Black History Month

The radical life of Paul Robeson

Fighting racism and capitalism with solidarity, socialism and song

Paul Robeson in the 1930s photo Wikimedia Commons

Paul Robeson in the 1930s photo Wikimedia Commons   (Click to enlarge: opens in new window)

Scott Jones

“The artist must take sides. He must elect to fight for freedom or slavery. I have made my choice. I had no alternative,” were the words of Paul Robeson 80 years ago, when speaking in solidarity with workers fighting fascism in Spain.

It was wondering who the “giant man with a heavenly voice” was in the Manic Street Preacher’s song ‘Let Robeson Sing’, which led me to discover the life of Paul Robeson. And a giant he was.

An actor who starred on Broadway, a talented college American football player, a brilliant singer – and a socialist and civil rights campaigner at a time when Malcom X and Martin Luther King were just children.

It was as a lawyer that he first tried to make a career, until he encountered such extreme racism that he turned to acting. He soon landed a role in ‘All God’s Chillun Got Wings’ by socialist playwright Eugene O’Neill. By the 1930s Robeson was at the height of his fame, regularly appearing on Broadway and touring Europe which included a short period living in London.
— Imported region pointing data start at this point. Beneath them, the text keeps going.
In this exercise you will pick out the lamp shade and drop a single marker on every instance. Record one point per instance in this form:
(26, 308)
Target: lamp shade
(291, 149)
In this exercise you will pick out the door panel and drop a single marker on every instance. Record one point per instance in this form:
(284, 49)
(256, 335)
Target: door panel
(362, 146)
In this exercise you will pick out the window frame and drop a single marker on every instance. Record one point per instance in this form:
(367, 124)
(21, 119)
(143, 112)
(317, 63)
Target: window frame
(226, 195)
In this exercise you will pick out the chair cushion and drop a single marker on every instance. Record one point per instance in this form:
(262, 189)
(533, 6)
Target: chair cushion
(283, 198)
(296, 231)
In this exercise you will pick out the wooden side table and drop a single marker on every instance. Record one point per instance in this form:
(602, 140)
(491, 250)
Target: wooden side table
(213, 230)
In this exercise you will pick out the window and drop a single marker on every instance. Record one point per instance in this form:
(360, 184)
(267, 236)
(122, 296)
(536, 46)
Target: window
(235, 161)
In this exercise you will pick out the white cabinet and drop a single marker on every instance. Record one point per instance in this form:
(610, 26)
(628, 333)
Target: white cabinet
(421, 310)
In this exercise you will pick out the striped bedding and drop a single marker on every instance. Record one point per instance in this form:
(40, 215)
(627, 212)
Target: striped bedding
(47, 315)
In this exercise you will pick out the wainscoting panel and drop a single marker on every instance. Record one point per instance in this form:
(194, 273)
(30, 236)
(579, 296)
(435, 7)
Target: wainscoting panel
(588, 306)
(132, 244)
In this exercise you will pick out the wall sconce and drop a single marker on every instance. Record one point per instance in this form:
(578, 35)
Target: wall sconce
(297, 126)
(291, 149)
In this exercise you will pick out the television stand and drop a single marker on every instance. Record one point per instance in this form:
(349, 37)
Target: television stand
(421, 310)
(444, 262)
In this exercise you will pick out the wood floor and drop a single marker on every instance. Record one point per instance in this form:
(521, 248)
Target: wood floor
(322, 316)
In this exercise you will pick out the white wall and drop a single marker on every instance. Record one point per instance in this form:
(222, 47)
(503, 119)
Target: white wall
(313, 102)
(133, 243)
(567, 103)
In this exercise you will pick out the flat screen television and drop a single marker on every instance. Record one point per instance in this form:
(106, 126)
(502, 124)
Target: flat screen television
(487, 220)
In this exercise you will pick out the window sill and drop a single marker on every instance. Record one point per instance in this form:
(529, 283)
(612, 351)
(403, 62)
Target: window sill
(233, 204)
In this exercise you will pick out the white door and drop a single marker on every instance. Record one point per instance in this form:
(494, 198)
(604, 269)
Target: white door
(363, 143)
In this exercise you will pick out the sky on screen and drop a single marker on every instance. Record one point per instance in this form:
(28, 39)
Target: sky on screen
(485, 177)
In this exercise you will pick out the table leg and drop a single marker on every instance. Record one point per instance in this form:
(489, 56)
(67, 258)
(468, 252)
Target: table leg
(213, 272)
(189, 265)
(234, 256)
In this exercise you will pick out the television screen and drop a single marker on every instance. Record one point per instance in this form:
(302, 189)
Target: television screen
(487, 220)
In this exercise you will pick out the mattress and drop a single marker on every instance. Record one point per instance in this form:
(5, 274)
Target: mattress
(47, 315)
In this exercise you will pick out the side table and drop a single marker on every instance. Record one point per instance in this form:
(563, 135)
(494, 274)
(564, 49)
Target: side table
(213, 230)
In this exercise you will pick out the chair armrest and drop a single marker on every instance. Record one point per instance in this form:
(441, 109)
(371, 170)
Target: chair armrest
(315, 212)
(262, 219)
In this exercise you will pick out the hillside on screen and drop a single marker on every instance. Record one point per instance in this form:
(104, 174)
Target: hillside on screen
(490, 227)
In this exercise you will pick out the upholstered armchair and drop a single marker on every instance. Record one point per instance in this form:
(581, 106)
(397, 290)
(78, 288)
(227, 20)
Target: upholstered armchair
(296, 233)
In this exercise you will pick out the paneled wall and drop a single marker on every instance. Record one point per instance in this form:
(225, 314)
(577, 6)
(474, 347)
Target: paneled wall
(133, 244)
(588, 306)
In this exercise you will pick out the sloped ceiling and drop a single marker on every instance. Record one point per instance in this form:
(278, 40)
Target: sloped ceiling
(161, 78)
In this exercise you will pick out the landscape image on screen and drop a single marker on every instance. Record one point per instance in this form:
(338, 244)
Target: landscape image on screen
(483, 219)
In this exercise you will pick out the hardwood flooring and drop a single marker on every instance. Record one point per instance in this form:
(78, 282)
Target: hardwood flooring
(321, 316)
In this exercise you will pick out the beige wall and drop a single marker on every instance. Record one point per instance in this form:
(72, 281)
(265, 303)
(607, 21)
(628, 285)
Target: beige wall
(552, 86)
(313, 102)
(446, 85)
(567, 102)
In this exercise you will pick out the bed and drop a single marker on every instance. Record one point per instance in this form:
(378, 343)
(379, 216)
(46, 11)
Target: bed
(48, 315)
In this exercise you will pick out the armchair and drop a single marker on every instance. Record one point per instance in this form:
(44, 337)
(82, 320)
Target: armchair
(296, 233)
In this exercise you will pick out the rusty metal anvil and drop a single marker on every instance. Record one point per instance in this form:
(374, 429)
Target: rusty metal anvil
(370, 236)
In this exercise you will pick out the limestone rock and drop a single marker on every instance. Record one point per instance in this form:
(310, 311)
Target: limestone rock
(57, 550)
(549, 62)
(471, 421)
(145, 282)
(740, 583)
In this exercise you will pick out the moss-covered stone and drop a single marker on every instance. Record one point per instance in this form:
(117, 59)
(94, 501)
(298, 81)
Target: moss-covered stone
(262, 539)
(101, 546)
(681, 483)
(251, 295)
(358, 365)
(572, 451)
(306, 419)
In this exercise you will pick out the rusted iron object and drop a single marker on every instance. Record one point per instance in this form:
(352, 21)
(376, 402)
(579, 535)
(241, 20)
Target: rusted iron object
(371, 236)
It was during his travels in Europe that Robeson became a socialist.

Welsh miners

In 1929, when walking in London, he heard the rich sound of a Welsh miners’ choir. They were unemployed due to the Great Depression, and had walked to London to petition the government for help.

Robeson joined the miners, humming along with them. He later raised money to pay for their journey back to Wales and buy food and clothing for the miners of the Rhondda Valley and their families. That year he also contributed the proceeds of one of his concerts to the Miners’ Relief Fund, and visited Wales in person to sing for and talk to the miners.

During this time he also visited the Soviet Union. On a stopover in Berlin on the way, he was appalled by the Nazis and their racism, which he later contrasted with the acceptance and irrelevance of his race he encountered in Moscow.

Touched by the solidarity and struggle of the South Wales working class, and in opposition to fascism, Robeson threw himself into the struggle against fascism during the Spanish Civil War.

He used his performances to advocate the cause of the Spanish Republic, and even travelled to Spain to visit the battlefront, all against the advice of his agent. Robeson decided events trumped commercialism.

The culmination of his solidarity with the workers of South Wales came in 1940 when he starred in ‘The Proud Valley’, a picture filmed in the heart of the Valleys. It told the story of David Goliath, played by Robeson, a black American miner and singer who gets a job in a Welsh pit and joins a male voice choir.

It documents the harsh realities of coal miners’ lives, which Goliath shares. He becomes a hero as he helps to better their working conditions, and ultimately, during a mining accident, sacrifices himself to save fellow miners.

One of the most iconic parts of the film occurs when he encounters racism from a fellow miner who refuses to work alongside a black man. This is quickly challenged by a Welsh miner who leaps to David’s defence with the fantastic line: “Damn it, well aren’t we all black down the mine?”

Robeson would go on to perform and fight for socialism throughout his life. He championed the civil rights struggle in the 1950s and 1960s. During McCarthyism, like many other socialists and communists, he was blacklisted – and even had his passport taken from him.

Paul Robeson recognised the need to fight racism and fascism with solidarity and socialism. This giant man’s lifelong struggle serves as an inspiration as we carry on the same fight today.